The report found that some banks appeared unwilling to turn away, or exit, very profitable business relationships, including PEPs, where there appeared to be an unacceptable level of risk of handling the proceeds of crime.

Despite changes in the legal and regulatory framework, a number of the weaknesses identified during this review were the same as, or similar to, those identified in the FSA’s report ten years ago covering how banks in the UK handled accounts linked to the former Nigerian military leader General Sani Abacha.

The regulator stated that it had "serious concerns" about the findings and had referred two banks to enforcement following the identification of apparent serious weaknesses in their systems and controls for managing high risk customers including PEPs.

In one case study, published in an anonymised form, the FSA described a relationship approved in principle by the money laundering reporting officer (MLRO) of the private banking arm of a major banking group in 2010.

Details from the review showed that the reporting officer of the private bank was aware of a prospective customers’ status but still advocated forming a relationship because it could be profitable for the bank.

An account opening form included in a statement from the reporting officer said: “We understand they are considered PEPs due to family ties, however I believe the bank can do good business with [these customers] and could generate further business in relatively untapped areas.”

The MLRO then went on to approve the relationship without verifying either the customers’ identity or obtaining details on the source of their wealth.

An intelligence report on file detailed allegations that a relative of the customer had embezzled millions of dollars in state funds and had been charged with evading millions of dollars in tax.

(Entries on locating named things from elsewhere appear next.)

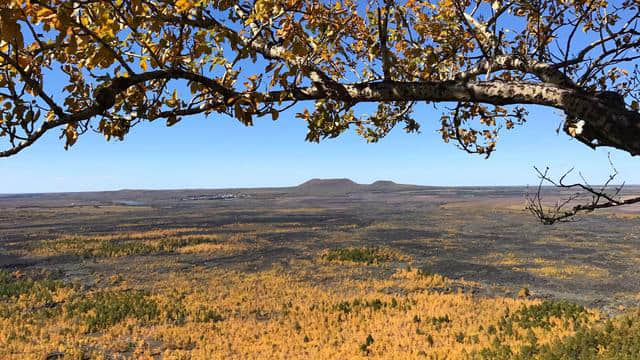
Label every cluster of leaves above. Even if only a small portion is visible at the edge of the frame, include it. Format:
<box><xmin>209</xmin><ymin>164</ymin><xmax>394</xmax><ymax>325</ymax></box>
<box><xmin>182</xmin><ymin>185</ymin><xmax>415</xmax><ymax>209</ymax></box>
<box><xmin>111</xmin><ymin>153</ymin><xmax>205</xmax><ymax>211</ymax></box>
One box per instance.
<box><xmin>473</xmin><ymin>304</ymin><xmax>640</xmax><ymax>360</ymax></box>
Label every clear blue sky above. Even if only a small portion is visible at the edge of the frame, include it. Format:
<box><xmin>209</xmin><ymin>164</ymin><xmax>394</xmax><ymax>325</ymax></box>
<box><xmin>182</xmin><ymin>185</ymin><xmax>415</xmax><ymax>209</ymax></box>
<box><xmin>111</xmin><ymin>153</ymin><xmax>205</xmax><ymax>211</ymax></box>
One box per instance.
<box><xmin>0</xmin><ymin>100</ymin><xmax>640</xmax><ymax>193</ymax></box>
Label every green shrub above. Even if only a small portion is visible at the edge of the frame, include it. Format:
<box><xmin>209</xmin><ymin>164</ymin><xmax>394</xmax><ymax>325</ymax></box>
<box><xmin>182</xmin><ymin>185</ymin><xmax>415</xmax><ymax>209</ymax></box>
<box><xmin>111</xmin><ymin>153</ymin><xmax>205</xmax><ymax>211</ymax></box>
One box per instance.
<box><xmin>322</xmin><ymin>247</ymin><xmax>393</xmax><ymax>264</ymax></box>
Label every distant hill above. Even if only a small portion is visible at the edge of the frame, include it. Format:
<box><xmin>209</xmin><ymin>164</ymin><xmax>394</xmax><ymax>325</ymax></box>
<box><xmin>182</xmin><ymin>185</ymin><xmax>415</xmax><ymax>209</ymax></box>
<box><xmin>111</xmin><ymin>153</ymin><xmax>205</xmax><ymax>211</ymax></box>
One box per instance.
<box><xmin>293</xmin><ymin>179</ymin><xmax>415</xmax><ymax>195</ymax></box>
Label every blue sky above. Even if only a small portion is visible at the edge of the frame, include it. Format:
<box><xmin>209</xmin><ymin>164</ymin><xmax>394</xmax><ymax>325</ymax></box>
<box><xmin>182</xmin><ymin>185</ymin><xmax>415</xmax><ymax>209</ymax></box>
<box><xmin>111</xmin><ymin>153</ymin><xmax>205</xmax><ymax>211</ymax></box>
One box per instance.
<box><xmin>0</xmin><ymin>103</ymin><xmax>640</xmax><ymax>193</ymax></box>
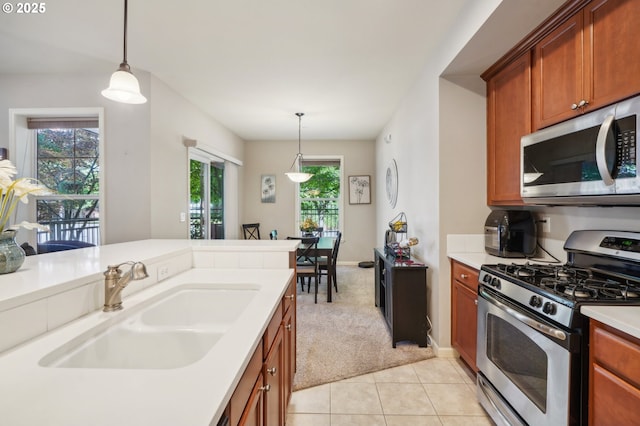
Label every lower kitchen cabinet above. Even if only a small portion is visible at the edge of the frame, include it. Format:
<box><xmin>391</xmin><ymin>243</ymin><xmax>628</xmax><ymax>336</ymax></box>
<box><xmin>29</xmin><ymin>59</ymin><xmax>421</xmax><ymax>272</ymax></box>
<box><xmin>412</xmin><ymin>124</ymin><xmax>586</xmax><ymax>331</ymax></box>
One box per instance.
<box><xmin>374</xmin><ymin>249</ymin><xmax>428</xmax><ymax>348</ymax></box>
<box><xmin>589</xmin><ymin>320</ymin><xmax>640</xmax><ymax>425</ymax></box>
<box><xmin>227</xmin><ymin>280</ymin><xmax>296</xmax><ymax>426</ymax></box>
<box><xmin>451</xmin><ymin>260</ymin><xmax>478</xmax><ymax>372</ymax></box>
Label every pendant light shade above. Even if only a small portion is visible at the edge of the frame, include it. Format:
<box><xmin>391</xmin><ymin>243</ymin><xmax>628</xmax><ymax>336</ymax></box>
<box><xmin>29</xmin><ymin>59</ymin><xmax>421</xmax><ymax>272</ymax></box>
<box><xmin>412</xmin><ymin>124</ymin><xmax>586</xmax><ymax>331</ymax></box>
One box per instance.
<box><xmin>102</xmin><ymin>0</ymin><xmax>147</xmax><ymax>104</ymax></box>
<box><xmin>285</xmin><ymin>112</ymin><xmax>313</xmax><ymax>183</ymax></box>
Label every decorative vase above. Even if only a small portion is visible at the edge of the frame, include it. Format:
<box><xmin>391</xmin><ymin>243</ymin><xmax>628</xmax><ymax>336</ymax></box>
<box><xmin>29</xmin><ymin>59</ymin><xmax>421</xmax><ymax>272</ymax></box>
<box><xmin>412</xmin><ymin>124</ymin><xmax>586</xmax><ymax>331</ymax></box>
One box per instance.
<box><xmin>0</xmin><ymin>230</ymin><xmax>25</xmax><ymax>274</ymax></box>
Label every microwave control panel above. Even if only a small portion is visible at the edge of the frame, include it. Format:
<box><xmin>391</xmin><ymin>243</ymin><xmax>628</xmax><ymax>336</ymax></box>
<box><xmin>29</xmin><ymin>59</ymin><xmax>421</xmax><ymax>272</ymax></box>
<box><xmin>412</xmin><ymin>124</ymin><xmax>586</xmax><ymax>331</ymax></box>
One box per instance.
<box><xmin>615</xmin><ymin>115</ymin><xmax>636</xmax><ymax>178</ymax></box>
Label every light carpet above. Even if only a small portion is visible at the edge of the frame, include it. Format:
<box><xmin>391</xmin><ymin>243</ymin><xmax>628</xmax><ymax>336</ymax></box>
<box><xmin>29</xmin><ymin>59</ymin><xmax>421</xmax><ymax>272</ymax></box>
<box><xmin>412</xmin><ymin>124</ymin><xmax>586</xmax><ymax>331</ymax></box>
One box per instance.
<box><xmin>293</xmin><ymin>265</ymin><xmax>434</xmax><ymax>390</ymax></box>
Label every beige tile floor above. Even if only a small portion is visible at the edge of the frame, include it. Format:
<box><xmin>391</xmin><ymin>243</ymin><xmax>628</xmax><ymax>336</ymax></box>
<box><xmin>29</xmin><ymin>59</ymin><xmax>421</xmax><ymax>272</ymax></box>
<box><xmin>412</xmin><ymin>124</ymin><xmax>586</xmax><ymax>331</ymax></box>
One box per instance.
<box><xmin>287</xmin><ymin>358</ymin><xmax>493</xmax><ymax>426</ymax></box>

In addition, the customer’s family was known to have close links to a former head of state.

An email from a member of the AML team stated: “In my view, provided there is sufficient business to justify the risk, then I am happy to recommend we proceed.” The prospective customers, however, decided not to open an account with the bank after all.

The regulator concluded that serious weaknesses had been identified in banks’ systems and controls as well as indications that some banks were willing to enter into very high-risk business relationships without adequate controls when there are potentially large profits to be made. It said: "It is likely that some banks are handling the proceeds of corruption or other financial crime."